Mitologia e Falta de Identidade

E a parte que nos toca? Como ficou a mitologia e o trabalho do Cosmo? Resumido a uma conversa no café da manhã. A mitologia não foi construída e temos mais o tratamento do Cosmo como algo mais próximo de uma “centelha divina” espalhada por crianças no mundo inteiro. Não há nenhuma citação ao Santuário ou passagens históricas, o que dariam mais profundidade e construção de mundo. Isso se resolveria com alguns minutos de conversa, e não diálogos picotados em frases prontas.

Se em parte a escala de cinza era para agradar os marmanjões de 30 e 40 anos, qual o sentido de uma classificação indicativa de 12 anos? Não está claro para quem o filme foi apresentado, já que não vejo crianças sendo atraídas por um filme deste estilo, talvez uma estética mais próxima de um SS Omega seria mais indicado. Já voltado para os adultos, com os problemas apresentados acima, em especial com o roteiro, não há nenhuma complexidade ou profundidade para a criação de um vínculo.
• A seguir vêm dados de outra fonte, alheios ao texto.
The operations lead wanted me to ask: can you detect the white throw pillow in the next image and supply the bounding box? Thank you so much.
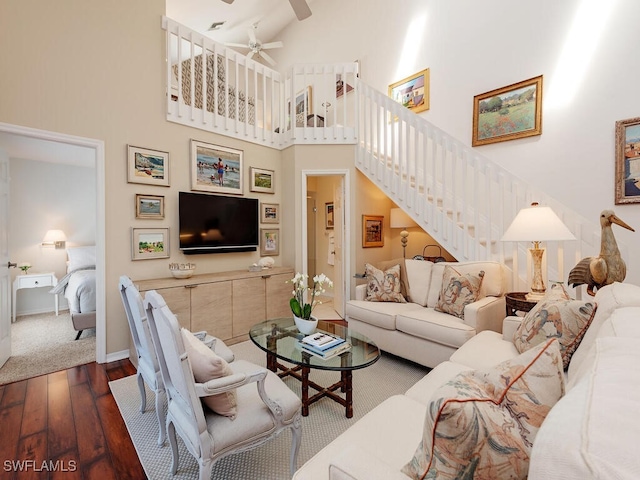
[67,245,96,272]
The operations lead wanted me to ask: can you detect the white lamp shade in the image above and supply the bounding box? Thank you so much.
[502,205,576,242]
[42,230,67,243]
[389,208,418,228]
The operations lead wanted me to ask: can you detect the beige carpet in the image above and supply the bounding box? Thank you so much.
[0,312,96,385]
[109,341,428,480]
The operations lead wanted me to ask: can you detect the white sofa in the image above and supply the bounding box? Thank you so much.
[346,259,510,367]
[293,283,640,480]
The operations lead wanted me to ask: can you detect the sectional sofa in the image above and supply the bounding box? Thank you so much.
[293,283,640,480]
[346,259,510,367]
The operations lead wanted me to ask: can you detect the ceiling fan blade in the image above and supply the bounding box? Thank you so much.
[247,27,258,43]
[289,0,311,20]
[260,51,276,67]
[262,41,284,49]
[224,42,251,48]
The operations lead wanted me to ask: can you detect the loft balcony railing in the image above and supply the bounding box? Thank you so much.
[163,17,616,296]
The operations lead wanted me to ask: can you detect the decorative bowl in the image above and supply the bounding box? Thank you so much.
[169,263,196,278]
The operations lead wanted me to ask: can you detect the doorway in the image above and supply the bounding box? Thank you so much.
[301,170,349,320]
[0,123,106,363]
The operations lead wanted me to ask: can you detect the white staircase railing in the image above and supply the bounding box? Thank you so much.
[356,82,626,295]
[162,17,616,295]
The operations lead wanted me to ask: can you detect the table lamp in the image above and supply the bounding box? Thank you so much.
[390,208,418,258]
[501,202,576,301]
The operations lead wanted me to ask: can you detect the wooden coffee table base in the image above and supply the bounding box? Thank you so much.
[267,353,353,418]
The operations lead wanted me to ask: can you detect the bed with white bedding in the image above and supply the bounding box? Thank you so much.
[51,246,96,340]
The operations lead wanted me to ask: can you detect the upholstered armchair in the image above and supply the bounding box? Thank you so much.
[119,275,233,445]
[144,290,302,480]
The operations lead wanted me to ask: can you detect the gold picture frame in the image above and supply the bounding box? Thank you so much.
[471,75,542,147]
[615,117,640,205]
[389,68,429,113]
[362,215,384,248]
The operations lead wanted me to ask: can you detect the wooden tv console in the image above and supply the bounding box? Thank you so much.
[134,267,293,344]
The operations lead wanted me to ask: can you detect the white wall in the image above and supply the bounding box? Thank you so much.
[273,0,640,284]
[9,158,96,315]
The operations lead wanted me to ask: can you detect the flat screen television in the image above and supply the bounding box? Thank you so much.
[178,192,259,254]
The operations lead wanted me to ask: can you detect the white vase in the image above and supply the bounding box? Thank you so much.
[293,315,318,335]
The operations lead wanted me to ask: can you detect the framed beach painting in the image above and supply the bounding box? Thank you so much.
[471,75,542,147]
[191,140,243,195]
[389,68,429,113]
[131,228,169,260]
[127,145,169,187]
[616,117,640,205]
[260,228,280,257]
[260,203,280,223]
[362,215,384,248]
[136,193,164,218]
[250,167,276,193]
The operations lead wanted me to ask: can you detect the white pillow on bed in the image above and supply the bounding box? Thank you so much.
[67,245,96,272]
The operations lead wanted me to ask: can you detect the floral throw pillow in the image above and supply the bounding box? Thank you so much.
[513,287,597,369]
[364,263,407,303]
[402,339,564,480]
[435,265,484,318]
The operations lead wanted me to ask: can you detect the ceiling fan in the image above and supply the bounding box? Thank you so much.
[222,0,311,20]
[224,25,284,67]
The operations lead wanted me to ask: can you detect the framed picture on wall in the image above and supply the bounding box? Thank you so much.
[471,75,542,147]
[260,228,280,257]
[260,203,280,223]
[362,215,384,248]
[136,193,164,218]
[251,167,276,193]
[131,228,169,260]
[324,202,333,229]
[127,145,169,187]
[191,140,244,195]
[616,117,640,205]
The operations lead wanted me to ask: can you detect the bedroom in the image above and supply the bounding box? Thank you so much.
[0,141,96,380]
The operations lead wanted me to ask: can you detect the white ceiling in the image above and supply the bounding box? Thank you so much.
[166,0,313,48]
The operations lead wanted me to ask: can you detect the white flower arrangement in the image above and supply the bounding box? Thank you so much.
[289,273,333,320]
[18,262,31,275]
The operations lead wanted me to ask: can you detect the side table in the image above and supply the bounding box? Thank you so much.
[11,272,58,322]
[505,292,538,317]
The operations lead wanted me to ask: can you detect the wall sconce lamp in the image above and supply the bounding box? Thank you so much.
[42,230,67,249]
[390,208,418,258]
[501,202,576,302]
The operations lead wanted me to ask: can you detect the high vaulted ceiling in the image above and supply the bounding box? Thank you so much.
[166,0,313,46]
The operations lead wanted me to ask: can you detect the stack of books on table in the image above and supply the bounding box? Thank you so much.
[300,333,351,359]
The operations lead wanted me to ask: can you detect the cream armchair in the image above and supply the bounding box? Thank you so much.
[144,290,302,480]
[119,275,233,445]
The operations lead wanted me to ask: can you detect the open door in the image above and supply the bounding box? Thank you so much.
[0,150,11,367]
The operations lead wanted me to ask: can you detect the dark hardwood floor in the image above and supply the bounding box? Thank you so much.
[0,360,146,480]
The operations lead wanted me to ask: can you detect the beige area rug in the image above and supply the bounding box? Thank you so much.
[0,312,96,385]
[109,341,428,480]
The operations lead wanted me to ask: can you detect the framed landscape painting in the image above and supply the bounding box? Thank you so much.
[127,145,169,187]
[191,140,243,195]
[251,167,276,193]
[131,228,169,260]
[136,193,164,218]
[616,117,640,205]
[389,68,429,113]
[471,75,542,147]
[362,215,384,248]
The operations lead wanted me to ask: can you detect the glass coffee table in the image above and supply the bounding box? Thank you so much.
[249,317,380,418]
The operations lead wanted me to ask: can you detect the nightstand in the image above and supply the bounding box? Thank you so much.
[505,292,538,317]
[11,272,58,322]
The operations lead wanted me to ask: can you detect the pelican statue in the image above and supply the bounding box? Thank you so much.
[569,210,635,295]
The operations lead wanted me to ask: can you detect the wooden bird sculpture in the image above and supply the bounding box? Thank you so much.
[569,210,635,295]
Um filme passivo, sem expressão e sem coração.

Voltando para a parte nostálgica: o que mais te faz lembrar da franquia? As músicas! Praticamente todas as produções animadas contavam com uma trilha sonora envolvente e marcante, e estávamos contando com isso, não é mesmo? Mas parece que a TOEI ou algum produtor não quis atrelar a nada feito no passado, já que tivemos pequenos resquícios de temas clássicos como Pegasus Fantasy; no mais, uma trilha esquecível e feita por virgulas sonoras genéricas.

Mais que uma Adaptação, uma Inspiração

Os Cavaleiros do Zodíaco – Saint Seiya: O Começo é um filme de ação que pode divertir. De fato, não me senti cansado nas quase duas horas, já que estava comprometido e curioso para tudo que era apresentado. No mais, o shonen de lutinha traz referências de Cavaleiros do Zodíaco, mas não veste a camisa, se é que me entendem. Não há a “alma”, não há mitologia, não há companheirismo, não há dramalhão e por mais que tenha esforço de alguns atores como Mark Dacascos (Mylock) e Mackenyu (que adoro em outros filmes), não é suficiente nem para se chamar de uma Adaptação.

Pode-se dizer que o filme tenha elementos da série clássica, de Omega e até da animação recentemente lançada pela Netflix (e que agora pertence a Crunchyroll), mas por questão de se ter uma incoerência criativa, sem um objetivo claro dos produtores, o live-action se torna uma caricatura de si mesmo, uma inspiração genérica como uma armadura sem corpo. Mas há algo inquestionável no ponto de vista positivo: é melhor que Dragon Ball Evolution!